Actions that will help prevent condensation include reducing humidity; increasing ventilation by opening doors or using fans; covering cold surfaces, such as cold water pipes, with insulation; and increasing the air temperature.
People with allergies and asthma may use certain air cleaners such as air-filtration units, electrostatic precipitators, and ozone generators to eliminate bacteria, mold, and chemical contaminants from the air. Filters on central forced-air systems and furnaces should be changed periodically, according to the manufacturers' recommendations. Upgrading to a medium-efficiency filter (rated at 20%–50%) will improve air quality and is economical. Electrostatic filters/precipitators in central furnace and air-conditioning systems may be beneficial for airborne particles but are only effective when turned on. Room high-efficiency particulate air (HEPA) filters may be beneficial. However, they only work in a single room, and the noise generated may not be acceptable.

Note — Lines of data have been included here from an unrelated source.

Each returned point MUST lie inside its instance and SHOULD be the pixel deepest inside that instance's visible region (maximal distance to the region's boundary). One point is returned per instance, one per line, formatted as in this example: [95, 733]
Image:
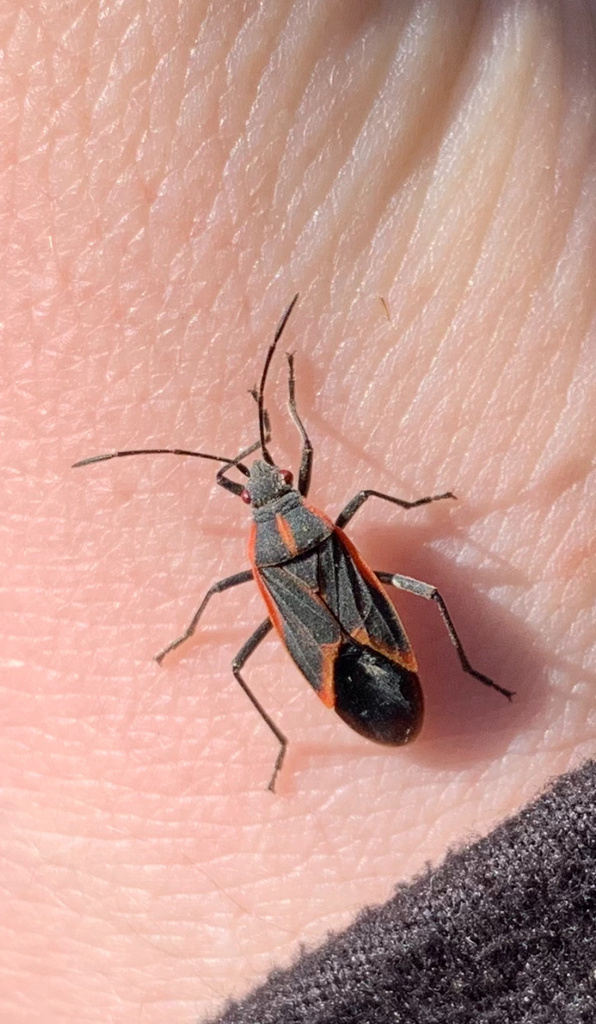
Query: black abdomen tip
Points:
[376, 697]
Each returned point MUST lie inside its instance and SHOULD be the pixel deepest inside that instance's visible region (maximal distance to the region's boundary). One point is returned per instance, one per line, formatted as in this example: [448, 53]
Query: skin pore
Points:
[423, 174]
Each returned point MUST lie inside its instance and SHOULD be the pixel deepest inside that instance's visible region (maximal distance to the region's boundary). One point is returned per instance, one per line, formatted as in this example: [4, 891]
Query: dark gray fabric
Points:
[502, 933]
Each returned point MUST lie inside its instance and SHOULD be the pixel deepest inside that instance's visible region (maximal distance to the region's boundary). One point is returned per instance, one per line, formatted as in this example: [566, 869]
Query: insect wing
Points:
[322, 598]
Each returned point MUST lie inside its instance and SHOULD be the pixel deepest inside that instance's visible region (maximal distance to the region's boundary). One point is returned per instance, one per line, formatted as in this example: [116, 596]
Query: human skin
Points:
[172, 174]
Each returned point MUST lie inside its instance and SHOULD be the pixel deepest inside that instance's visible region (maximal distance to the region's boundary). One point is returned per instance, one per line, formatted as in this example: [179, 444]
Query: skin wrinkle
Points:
[146, 872]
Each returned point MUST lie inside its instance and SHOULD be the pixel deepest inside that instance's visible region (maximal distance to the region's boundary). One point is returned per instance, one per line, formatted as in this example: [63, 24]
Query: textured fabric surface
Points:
[504, 931]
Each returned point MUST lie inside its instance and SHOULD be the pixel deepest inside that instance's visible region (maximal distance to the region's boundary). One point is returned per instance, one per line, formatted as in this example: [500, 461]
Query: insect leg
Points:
[240, 659]
[359, 499]
[217, 588]
[432, 594]
[306, 457]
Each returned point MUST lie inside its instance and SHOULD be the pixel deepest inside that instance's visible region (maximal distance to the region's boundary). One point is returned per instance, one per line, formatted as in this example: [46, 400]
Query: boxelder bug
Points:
[326, 604]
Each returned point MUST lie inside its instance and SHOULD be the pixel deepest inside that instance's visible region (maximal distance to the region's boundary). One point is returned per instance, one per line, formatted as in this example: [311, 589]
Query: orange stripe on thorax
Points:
[285, 531]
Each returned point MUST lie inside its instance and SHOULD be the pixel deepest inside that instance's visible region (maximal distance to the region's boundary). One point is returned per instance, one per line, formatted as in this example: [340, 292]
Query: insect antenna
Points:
[183, 452]
[263, 419]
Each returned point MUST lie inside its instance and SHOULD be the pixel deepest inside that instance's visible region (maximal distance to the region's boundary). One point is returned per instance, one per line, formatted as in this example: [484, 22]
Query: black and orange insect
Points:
[327, 606]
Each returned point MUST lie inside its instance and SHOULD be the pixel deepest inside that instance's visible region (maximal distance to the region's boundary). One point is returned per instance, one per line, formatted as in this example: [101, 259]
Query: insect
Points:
[327, 606]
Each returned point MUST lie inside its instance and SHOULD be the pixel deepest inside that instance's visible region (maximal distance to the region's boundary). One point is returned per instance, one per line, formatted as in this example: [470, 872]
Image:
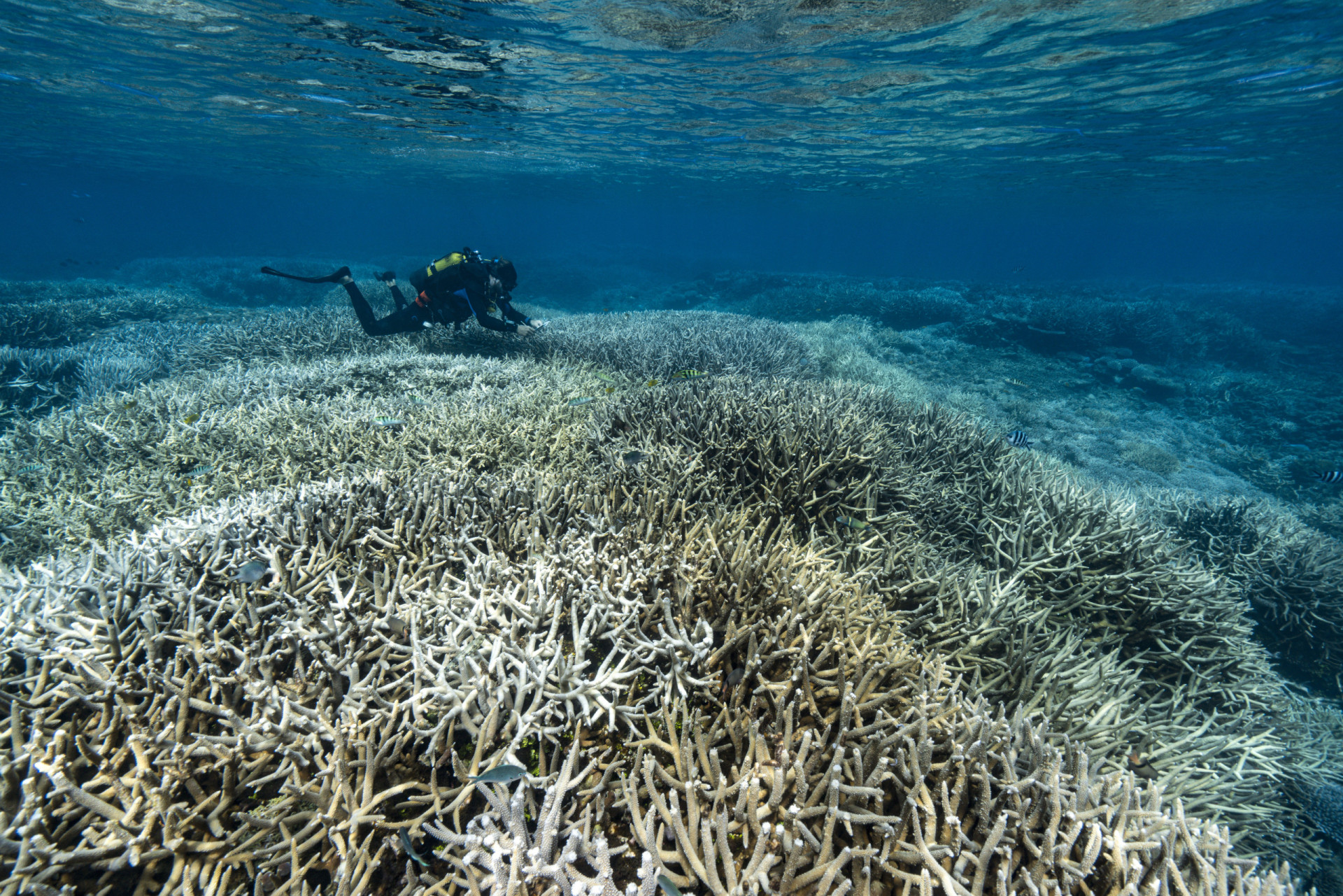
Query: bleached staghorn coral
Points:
[655, 344]
[1291, 574]
[309, 688]
[1041, 591]
[115, 468]
[194, 734]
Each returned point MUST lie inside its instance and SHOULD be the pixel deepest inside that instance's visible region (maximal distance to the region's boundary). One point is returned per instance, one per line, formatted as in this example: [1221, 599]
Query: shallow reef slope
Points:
[756, 632]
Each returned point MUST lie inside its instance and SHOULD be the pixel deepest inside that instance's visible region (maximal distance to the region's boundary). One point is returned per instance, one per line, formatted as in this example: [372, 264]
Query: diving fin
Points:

Ozone generators often advertised as “air purifiers” are touted to cleanse the air of microbes. However, ozone-producing air-cleaning devices may produce indoor concentrations of ozone high enough to reduce lung function. A study conducted by the EPA ran an ozone generator in a test home at its maximum setting. When the room's air was sampled, ozone levels were found exceeding 0.3 ppm. This level is equal to a stage 1 smog alert, when local air-pollution–control districts advise the public to avoid some outdoor activities. These levels far exceed some states' ambient 1-hour standard for ozone of 0.09 ppm. High ozone effectively destroys microbes in water; however, air levels must reach extremely hazardous levels (50–100 times the outdoor air-quality standards) to be effective. Other electronic air cleaners, such as electrostatic precipitators and ionizers, produce ozone as a byproduct, and certain units generate potentially unhealthy levels. These devices should be cleaned and maintained regularly to minimize ozone emissions.79
Air-cleaning devices such as air-filtration units and electrostatic precipitators have the capacity, in theory, to remove airborne spores. However, their effectiveness in decreasing air concentrations of spores in damp indoor spaces and decreasing respiratory symptoms are unproven.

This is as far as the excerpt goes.